What’s Wrong with Massachusetts? (Or Lie To Get Laid and You Might Go to Prison)

In our ongoing coverage of what is wrong with the United States (soon to be expanded to cover wrong headed laws being enacted or pushed to be enacted in foreign countries), we include Massachusetts. A proposed bill would allow individuals who obtain sex by lying to be charged with a felony which would, you know, probably implicate 75% of bar patrons and one night stands.

Whoever has sexual intercourse or unnatural sexual intercourse with a person having obtained that person’s consent by the use of fraud, concealment or artifice, and who thereby intentionally deceived such person so that a reasonable person would not have consented but for the deception, shall be punished by imprisonment in the state prison for life or any term of years. As used in this statute, ‘fraud’ or ‘artifice’ shall not be construed to mean a promise of future consideration.
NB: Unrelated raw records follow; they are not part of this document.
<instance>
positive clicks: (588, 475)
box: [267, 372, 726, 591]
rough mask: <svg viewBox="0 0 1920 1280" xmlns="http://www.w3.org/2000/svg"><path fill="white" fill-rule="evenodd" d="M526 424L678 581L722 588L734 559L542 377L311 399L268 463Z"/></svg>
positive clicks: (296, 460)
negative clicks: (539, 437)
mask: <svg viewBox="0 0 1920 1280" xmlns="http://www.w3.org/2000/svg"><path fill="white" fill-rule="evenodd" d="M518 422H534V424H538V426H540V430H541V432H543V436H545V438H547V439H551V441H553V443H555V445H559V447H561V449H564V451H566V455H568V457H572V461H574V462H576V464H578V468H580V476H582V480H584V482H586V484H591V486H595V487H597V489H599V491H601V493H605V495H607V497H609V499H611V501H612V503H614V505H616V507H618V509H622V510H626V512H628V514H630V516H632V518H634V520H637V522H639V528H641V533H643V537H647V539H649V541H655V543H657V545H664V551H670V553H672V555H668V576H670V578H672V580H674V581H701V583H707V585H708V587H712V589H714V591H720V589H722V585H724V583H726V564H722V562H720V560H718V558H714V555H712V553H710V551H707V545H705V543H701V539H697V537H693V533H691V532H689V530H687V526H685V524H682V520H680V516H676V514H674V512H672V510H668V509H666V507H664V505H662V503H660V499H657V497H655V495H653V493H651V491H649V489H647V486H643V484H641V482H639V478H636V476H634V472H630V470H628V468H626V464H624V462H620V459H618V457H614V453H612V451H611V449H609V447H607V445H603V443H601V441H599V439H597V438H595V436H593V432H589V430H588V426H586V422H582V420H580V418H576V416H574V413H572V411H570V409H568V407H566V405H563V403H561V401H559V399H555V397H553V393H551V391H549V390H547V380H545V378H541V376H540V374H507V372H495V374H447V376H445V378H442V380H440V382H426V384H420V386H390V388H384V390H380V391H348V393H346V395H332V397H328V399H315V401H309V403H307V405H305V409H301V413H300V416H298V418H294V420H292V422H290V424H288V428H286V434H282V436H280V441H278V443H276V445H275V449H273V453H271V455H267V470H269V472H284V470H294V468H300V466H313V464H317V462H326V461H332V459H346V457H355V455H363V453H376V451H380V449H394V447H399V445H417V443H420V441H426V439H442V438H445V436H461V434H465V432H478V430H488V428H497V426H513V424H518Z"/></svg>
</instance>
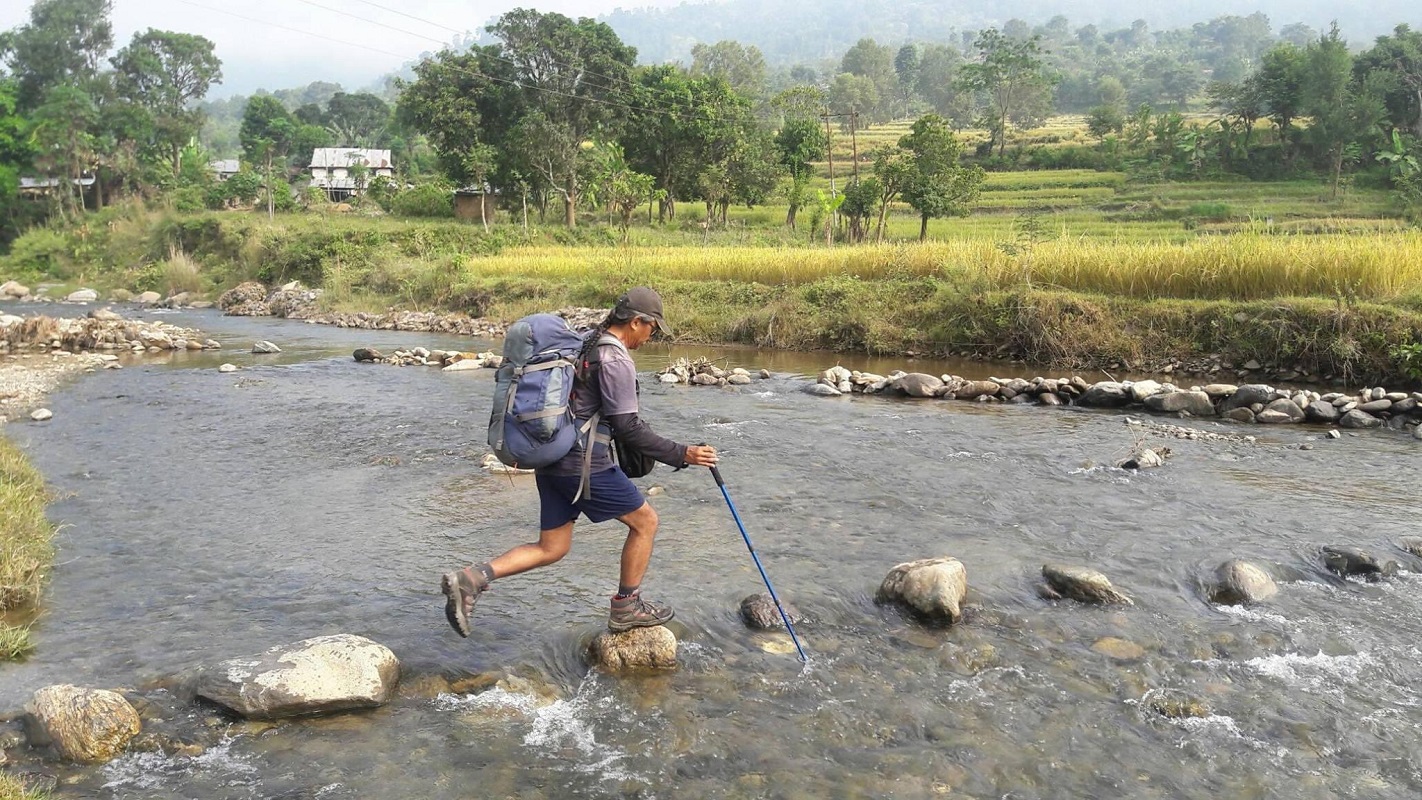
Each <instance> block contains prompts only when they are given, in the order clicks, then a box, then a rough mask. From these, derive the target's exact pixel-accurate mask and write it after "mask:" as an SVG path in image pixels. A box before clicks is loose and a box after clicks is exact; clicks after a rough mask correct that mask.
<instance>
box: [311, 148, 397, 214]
mask: <svg viewBox="0 0 1422 800" xmlns="http://www.w3.org/2000/svg"><path fill="white" fill-rule="evenodd" d="M357 163H360V165H364V166H365V178H364V179H363V180H361V185H360V186H357V183H355V178H353V176H351V168H353V166H355V165H357ZM394 176H395V165H394V162H391V159H390V151H373V149H364V148H316V149H314V151H311V186H316V188H320V189H324V190H326V196H327V198H330V199H331V200H333V202H334V200H344V199H347V198H350V196H351V195H355V193H358V192H364V190H365V188H367V186H370V183H371V180H374V179H377V178H394Z"/></svg>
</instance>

As Eugene Volokh states, its probably not the intent of the drafters of the law, but the language essentially makes the elements of the rape by fraud act as follows:

Any time someone has consensual sex (1) having gotten the consent through (a) lying or (b) concealment, and (2) a jury (or perhaps a judge) concludes that “a reasonable person would not have consented but for the deception,” that’s a felony, labeled as a form of rape. Promises (“I’ll marry you”) are excluded, but other statements -’ or silences -’ are not.

I wonder, since it is a sex crime case, whether the offender would have to register as a sex offender.